Bluntly put, stockbrokers have to make a living, too. And that lifestyle isn't cheap. Did I
mention that full service brokers also charge the highest commissions? I've heard of full
service brokers who charge up to $75 per transaction. Even though the average investor may
be aware of these commissions, what goes largely unsaid is the other ways in which
stockbrokers make money or further their business.
You should know upfront that in all fairness, full service brokers and brokerages have their
uses and place within investment. Many people, for a variety of reasons, do utilize the
services of full service brokers and brokerages and do very well by them.
For example, someone with enough money in the market to prohibit the time needed to
effectively keep track of investment trends (because the person is using all that time to make
the money that's being invested) would make a good candidate for a full service broker.
Also, someone who was planning to buy and/or sell on a daily basis is an example of
someone who might fare well using the services of a broker. Although this type of client,
however, would still do well to consider excessive service fees involved in these kinds of
services. In addition, most stockbrokers aren't dishonest and do play upfront with their
clients. After all, unhappy clients will leave sooner or later, so it's in the stockbroker's best
interest to keep them happy.
The average stockbroker, however, does have to make a living. So, for example, a
stockbroker with his or her huge wealth of knowledge tells you that purchasing stock in XYZ
Company is the single best thing you can do. You invest as the stockbroker tells you to; after
all, who are you to second-guess the stockbroker? You're a dentist with little or no knowledge
of how all this works, whereas the broker has years of experience and access to a substantial
amount of firm research- usually from within the brokerage house itself. So, the stockbroker
takes a commission for placing the purchase order. The stockbroker is happy; you're happy.
What could be wrong?
Did the stockbroker mention that the reason you should buy XYZ Company stock is also
because he or she needs to sell a certain amount of XYZ Company's stock in order to retain
his or her account, and the broker was running pretty close to the end of the month without
having reached that quota? Or did the stockbroker mention that the company is giving him or
her a cut of the sale out of the backside for each share the broker places with a client? The
stockbroker wasn't lying about XYZ Company stock being the best purchase you could make.
The broker just failed to mention that the payday was his or hers, not yours.

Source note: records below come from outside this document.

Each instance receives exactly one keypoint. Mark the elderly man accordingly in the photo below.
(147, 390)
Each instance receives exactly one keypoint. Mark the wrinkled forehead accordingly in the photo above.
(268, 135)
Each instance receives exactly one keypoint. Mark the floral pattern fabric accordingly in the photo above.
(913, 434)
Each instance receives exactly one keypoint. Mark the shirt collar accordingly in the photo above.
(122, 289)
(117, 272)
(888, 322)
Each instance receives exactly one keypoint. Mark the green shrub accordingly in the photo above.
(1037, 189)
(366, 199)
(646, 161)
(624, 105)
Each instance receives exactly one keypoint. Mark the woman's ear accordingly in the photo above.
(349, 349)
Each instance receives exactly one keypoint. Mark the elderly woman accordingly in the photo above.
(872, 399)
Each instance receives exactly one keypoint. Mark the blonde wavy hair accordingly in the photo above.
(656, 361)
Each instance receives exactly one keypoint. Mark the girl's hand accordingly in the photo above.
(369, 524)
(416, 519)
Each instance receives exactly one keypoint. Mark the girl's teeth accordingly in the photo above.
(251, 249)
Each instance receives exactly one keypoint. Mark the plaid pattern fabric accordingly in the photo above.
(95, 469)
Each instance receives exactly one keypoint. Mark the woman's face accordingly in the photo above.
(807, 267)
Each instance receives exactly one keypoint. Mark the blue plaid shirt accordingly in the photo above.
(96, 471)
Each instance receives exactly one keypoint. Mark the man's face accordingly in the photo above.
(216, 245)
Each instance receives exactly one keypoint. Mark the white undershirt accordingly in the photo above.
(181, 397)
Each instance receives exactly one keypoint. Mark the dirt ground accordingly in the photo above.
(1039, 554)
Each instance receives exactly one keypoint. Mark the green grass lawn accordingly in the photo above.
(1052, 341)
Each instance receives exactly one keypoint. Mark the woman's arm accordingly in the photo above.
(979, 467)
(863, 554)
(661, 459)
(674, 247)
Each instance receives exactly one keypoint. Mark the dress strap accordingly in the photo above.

Also, the "research" that you thought would make a difference, and that went largely
unnoticed in this transaction was flawed anyway. The analysts who compile this research are
under extraordinary pressure from upper management as well as from the clients themselves
to back up the interests of the company. Not necessarily to lie, mind you, but to present the
information in its best-or in the case of the competitor, the worst-possible light.
CAUTION
A full service broker usually manages his or her client's account directly and charges
the highest commissions.
And finally, from personal experience, many people develop a good working relationship with
their brokers and a strong sense of loyalty keeps them as clients. Even in these situations,
however, be aware of the whole story.